92nd American Meteorological Society Annual Meeting (January 22-26, 2012)

Wednesday, 25 January 2012: 4:15 PM
From Sensor to Archive: Data Flow, Tools and Management of Observational Data at NCAR's Earth Observing Laboratory
Room 348/349 (New Orleans Convention Center )
Michael D. Daniels, NCAR, Boulder, CO; and C. Martin, G. Stossmeister, and S. Williams

The Computing, Data and Software (CDS) Facility of NCAR's Earth Observing Laboratory (EOL) is responsible for developing and maintaining state-of-the-art data services for the suite of observing platforms that EOL provides to the atmospheric sciences community. Science derived from observing platform data is often the result of years of planning before a field deployment and millions of dollars are spent on the deployment itself in hopes of obtaining the desired dataset. Today, these services include interactive collaboration tools and real-time streams of observing platform data and data from other sources, which has facilitated and encouraged wider participation among researchers. During field experiments, experts look at our data and compare it with other measurements, notifying instrument operators of data quality problems so that they can be addressed very rapidly, even during a research flight. The services themselves have become a complex web of interconnected systems, communications infrastructure, and data streams which CDS monitors during field operations, often through 24/7 shifts using sophisticated online tools to alert engineers of potential problems before they escalate.

Once the field phase is completed, tools and procedures are used during the collection and processing of datasets, recording each dataset step and revision so that the data quality process is well tracked and documented. The EOL Metadata Database and Cyberinfrastructure (EMDAC) system is a key to this process as it provides an integrated set of tools used to manage and maintain data and metadata including ingest, processing, quality assurance, long-term archival, and community access to data housed at EOL as well as at distributed multi-agency data portals.
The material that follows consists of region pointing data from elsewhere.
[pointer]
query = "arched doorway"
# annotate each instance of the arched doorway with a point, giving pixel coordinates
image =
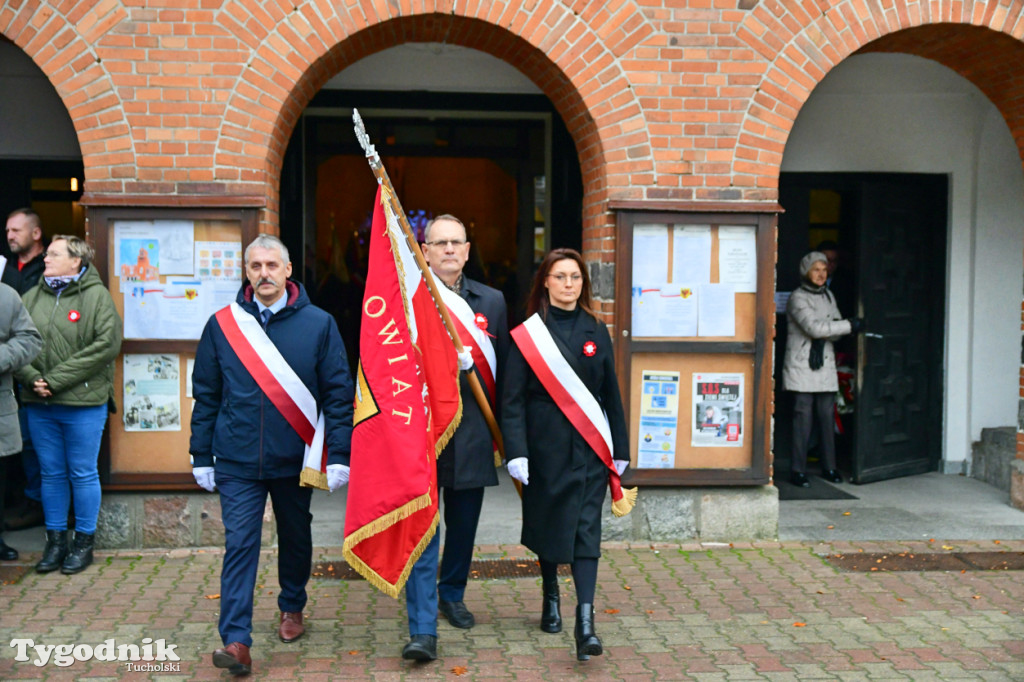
(40, 158)
(876, 130)
(461, 132)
This is especially important because data volumes, the need for immediate access, and the complexity of datasets have continued to increase. Data that are streamed in real-time across the Internet and the inclusion of supplementary, multi-agency and international data to augment field campaigns are now the status quo.

CDS emphasizes data stewardship by maintaining integrity throughout all phases of the data lifecycle including planning, acquisition, processing, curation and access. An overview of EOL data flow, tools, challenges, and future directions will be presented.